Monday, October 29, 2007
Sunday Smith #20: Model 36-1, 1980
When Smith & Wesson stretched the cylinder window of the I-frame by slightly over a tenth of an inch in 1950 to accommodate a cylinder chambered for the .38 Special cartridge, they created a new frame designation: The J-frame. They also created what would become one of the company's best selling and longest-lived models: The .38 Chiefs Special, later known as the Model 36. Introduced before commercial jet air travel, the model is still being catalogued fifty-seven years later.
The blend of service revolver power and pocket gun size was a winning recipe, and the little 2" snubbie became synonymous with "detective's gun" or "off-duty gun" in no time flat.
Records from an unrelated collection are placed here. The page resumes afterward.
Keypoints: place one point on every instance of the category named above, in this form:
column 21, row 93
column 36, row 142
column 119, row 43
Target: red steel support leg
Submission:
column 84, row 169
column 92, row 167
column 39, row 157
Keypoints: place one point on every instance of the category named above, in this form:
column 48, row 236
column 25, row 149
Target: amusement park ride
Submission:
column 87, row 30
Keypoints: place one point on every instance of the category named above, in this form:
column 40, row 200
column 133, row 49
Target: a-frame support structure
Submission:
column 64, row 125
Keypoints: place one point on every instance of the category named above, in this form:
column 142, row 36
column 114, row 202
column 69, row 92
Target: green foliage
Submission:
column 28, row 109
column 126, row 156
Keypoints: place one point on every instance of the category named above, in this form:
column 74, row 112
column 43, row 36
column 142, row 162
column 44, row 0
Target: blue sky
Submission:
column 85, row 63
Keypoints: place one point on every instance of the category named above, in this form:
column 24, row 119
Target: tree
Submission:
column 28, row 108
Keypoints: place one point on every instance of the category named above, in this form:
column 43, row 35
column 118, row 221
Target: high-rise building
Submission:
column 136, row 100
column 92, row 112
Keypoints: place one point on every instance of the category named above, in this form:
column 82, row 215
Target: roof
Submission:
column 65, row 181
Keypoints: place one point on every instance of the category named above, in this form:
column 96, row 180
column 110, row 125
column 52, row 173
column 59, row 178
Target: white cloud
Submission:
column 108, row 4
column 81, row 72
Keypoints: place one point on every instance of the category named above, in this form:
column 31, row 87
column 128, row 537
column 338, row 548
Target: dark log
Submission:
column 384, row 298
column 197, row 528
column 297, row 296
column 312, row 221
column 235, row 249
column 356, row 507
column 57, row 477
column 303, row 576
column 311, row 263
It was used by both heroes and villains in Hollywood and on TV. J. Edgar Hoover received one of the earliest ones, and police departments across the land purchased them in batches.
It didn't take long for variations to turn up. For example, a very limited number were made with target sights and in the 1990's Smith released the Model 36LS, or "Lady Smith", with attractive hardwood grips and "Lady Smith" engraved on the sideplate. The NYPD ordered a batch Model 36-1's with 3" barrels and square-butt frames to issue to female police officers who had a hard time with the double-action trigger reach on the standard issue Model 10.
The above revolver is an example of the 3" heavy barrel, square-butt Model 36-1. It was purchased back in '01 for $225, a price that was more than fair considering it's outstanding condition and the fact that it shows almost no wear. Current market value for an identical piece would probably be somewhere between $275 and $350, depending on in which area of the country the gun was sold and how badly the purchaser wanted an unusually-configured Chiefs Special.